A common refrain is that frequentist methods are significantly less computationally demanding than Bayesian methods. This comparison, however, is between not the general application of the two methodologies but rather frequentist methods in the asymptotic limit and general Bayesian methods without the luxury of that limit. A single optimization through the model configuration space is undoubtable less computationally demanding than the survey of the model configuration space needed to accurately approximate posterior expectation values, but this isn’t a balanced comparison.

The asymptotic limit drastically simplifies the structure of the observational model, reducing the burden of both frequentist and Bayesian computation. In the asymptotic limit we no longer need to rely on the general Bayesian tools for computing posterior expectations and can instead utilize approximate algorithms that exploit the asymptotic structure. If the limit well approximates the observational model in a given application then any fair comparison has to allow both methodologies to take advantage in which case the computational burden becomes practically equivalent.

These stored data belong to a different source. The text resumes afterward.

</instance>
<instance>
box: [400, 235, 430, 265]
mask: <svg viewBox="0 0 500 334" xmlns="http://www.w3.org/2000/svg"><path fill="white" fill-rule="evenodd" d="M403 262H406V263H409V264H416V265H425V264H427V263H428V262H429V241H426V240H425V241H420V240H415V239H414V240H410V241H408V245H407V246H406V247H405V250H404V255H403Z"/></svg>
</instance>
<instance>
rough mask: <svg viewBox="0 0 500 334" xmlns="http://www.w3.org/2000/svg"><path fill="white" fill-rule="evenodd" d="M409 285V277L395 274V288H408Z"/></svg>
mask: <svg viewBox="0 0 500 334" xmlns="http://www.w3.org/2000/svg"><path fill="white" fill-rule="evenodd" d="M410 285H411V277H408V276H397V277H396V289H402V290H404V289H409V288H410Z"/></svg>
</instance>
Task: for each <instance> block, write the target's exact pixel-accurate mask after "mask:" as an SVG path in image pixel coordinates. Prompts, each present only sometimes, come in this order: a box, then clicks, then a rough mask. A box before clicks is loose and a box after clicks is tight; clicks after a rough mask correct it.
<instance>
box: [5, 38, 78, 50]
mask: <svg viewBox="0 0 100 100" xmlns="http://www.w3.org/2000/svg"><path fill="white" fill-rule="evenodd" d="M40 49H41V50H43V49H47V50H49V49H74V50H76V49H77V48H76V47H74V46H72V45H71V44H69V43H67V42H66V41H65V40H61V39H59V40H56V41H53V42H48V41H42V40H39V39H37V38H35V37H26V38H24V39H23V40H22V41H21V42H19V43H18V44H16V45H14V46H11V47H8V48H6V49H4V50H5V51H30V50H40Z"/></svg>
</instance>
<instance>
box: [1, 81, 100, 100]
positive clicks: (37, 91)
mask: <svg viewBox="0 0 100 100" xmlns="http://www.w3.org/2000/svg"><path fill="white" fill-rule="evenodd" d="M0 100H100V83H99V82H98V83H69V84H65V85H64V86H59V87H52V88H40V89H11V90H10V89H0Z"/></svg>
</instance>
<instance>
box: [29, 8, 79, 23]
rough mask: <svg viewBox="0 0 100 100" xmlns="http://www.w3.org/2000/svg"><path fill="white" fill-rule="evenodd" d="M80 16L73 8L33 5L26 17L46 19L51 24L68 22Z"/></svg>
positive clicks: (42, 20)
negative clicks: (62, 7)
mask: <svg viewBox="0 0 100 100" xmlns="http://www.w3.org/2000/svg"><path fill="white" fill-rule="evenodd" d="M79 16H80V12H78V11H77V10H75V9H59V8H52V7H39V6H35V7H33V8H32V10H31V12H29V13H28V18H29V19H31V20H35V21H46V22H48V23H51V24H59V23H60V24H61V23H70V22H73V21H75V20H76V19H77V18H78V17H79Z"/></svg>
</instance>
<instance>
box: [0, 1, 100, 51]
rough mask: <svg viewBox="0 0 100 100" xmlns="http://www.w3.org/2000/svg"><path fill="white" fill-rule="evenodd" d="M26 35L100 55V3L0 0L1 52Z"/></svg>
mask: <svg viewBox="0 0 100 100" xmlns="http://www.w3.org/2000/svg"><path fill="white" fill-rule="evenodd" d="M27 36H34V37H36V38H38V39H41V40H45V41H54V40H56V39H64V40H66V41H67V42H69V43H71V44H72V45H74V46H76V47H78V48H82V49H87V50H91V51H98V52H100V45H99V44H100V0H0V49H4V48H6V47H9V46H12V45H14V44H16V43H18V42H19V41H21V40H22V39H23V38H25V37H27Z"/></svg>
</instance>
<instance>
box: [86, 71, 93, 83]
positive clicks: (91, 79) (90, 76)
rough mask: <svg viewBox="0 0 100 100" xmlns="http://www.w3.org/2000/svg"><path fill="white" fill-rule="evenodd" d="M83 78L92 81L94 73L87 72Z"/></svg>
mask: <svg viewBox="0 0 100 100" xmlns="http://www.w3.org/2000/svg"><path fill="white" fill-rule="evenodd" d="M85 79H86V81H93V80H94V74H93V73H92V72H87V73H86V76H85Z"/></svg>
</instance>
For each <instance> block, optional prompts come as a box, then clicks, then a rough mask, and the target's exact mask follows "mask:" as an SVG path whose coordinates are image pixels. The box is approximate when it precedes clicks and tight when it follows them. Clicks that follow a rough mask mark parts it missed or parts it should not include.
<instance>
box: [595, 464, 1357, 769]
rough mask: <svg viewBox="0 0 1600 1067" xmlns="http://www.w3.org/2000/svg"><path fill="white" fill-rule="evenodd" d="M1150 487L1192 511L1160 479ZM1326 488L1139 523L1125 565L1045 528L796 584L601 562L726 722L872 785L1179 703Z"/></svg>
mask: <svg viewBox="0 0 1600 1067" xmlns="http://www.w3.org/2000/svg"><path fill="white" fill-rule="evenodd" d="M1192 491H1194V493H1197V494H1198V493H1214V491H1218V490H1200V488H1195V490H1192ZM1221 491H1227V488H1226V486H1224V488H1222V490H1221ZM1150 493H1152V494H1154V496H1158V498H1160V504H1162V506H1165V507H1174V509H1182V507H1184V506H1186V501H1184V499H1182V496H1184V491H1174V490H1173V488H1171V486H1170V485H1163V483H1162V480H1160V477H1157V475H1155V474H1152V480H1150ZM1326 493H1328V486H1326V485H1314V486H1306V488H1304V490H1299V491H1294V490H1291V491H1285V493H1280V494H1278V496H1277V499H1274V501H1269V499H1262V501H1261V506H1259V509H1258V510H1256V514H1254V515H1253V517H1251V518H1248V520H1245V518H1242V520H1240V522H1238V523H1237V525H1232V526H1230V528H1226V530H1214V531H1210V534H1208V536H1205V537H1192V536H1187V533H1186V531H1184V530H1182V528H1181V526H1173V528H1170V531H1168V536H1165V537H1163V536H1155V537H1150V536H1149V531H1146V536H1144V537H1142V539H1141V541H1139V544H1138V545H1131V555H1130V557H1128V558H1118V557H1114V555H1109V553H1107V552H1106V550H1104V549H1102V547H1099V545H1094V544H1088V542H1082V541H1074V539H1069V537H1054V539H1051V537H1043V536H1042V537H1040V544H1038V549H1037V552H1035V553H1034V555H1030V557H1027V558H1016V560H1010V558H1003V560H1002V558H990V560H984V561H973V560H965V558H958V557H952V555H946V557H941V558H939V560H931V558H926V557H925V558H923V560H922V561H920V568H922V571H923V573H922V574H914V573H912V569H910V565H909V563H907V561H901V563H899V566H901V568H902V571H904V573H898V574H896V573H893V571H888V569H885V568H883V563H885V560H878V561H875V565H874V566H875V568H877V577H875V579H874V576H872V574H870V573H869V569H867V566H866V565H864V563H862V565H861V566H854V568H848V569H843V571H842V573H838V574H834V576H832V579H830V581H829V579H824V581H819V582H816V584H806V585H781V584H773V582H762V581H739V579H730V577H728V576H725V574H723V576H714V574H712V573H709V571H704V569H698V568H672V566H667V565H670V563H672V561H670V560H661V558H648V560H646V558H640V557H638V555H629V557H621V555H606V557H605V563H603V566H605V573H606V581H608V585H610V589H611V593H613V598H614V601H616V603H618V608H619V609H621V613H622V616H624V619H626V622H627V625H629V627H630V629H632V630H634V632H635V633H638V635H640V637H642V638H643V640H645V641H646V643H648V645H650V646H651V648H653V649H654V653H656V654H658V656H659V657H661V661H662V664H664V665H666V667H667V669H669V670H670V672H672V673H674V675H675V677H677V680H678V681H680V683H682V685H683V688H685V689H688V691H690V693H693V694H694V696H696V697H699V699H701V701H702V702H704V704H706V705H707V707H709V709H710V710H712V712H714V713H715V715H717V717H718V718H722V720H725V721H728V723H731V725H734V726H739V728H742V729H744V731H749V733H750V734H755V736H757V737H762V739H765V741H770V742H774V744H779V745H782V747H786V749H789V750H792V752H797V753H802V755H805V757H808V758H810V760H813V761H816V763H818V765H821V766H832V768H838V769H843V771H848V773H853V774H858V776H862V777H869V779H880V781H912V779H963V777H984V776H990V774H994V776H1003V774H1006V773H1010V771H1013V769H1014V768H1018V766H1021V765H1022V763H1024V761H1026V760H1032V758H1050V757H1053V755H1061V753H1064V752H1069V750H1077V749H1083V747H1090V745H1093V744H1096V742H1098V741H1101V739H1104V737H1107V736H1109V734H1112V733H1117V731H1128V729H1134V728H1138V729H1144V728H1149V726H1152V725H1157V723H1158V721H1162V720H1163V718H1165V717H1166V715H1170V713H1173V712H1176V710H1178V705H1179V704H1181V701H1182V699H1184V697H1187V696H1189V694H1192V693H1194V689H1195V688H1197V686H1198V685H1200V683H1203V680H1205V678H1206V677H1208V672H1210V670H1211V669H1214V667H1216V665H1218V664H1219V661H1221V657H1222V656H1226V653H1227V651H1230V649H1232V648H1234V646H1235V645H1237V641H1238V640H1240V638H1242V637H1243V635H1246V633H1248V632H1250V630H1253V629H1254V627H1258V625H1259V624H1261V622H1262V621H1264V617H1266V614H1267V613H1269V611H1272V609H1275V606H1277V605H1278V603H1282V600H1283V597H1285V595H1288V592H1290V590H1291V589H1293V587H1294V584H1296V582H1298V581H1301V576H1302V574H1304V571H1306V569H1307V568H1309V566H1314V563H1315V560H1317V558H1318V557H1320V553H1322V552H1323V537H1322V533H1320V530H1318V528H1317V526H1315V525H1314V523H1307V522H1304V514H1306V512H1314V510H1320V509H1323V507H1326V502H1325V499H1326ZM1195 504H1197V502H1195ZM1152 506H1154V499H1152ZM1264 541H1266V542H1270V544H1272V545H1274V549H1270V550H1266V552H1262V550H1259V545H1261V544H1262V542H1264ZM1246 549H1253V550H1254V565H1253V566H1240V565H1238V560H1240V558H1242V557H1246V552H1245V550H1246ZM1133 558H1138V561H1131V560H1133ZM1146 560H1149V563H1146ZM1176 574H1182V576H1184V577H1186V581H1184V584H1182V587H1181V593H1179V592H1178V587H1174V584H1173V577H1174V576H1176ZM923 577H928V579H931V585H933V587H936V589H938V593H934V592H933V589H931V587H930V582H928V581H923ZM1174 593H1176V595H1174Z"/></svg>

On the other hand, if the asymptotic limit poorly approximates the observational model then we have to rely the general frequentist and Bayesian methodologies. Here we can no longer rely on the asymptotic calibration of maximum likelihood estimators and instead have to engineer bespoke estimator and go through the costly calibration process in its entirety. In comparison, building and calibrating a Bayesian model is often much less computationally demanding.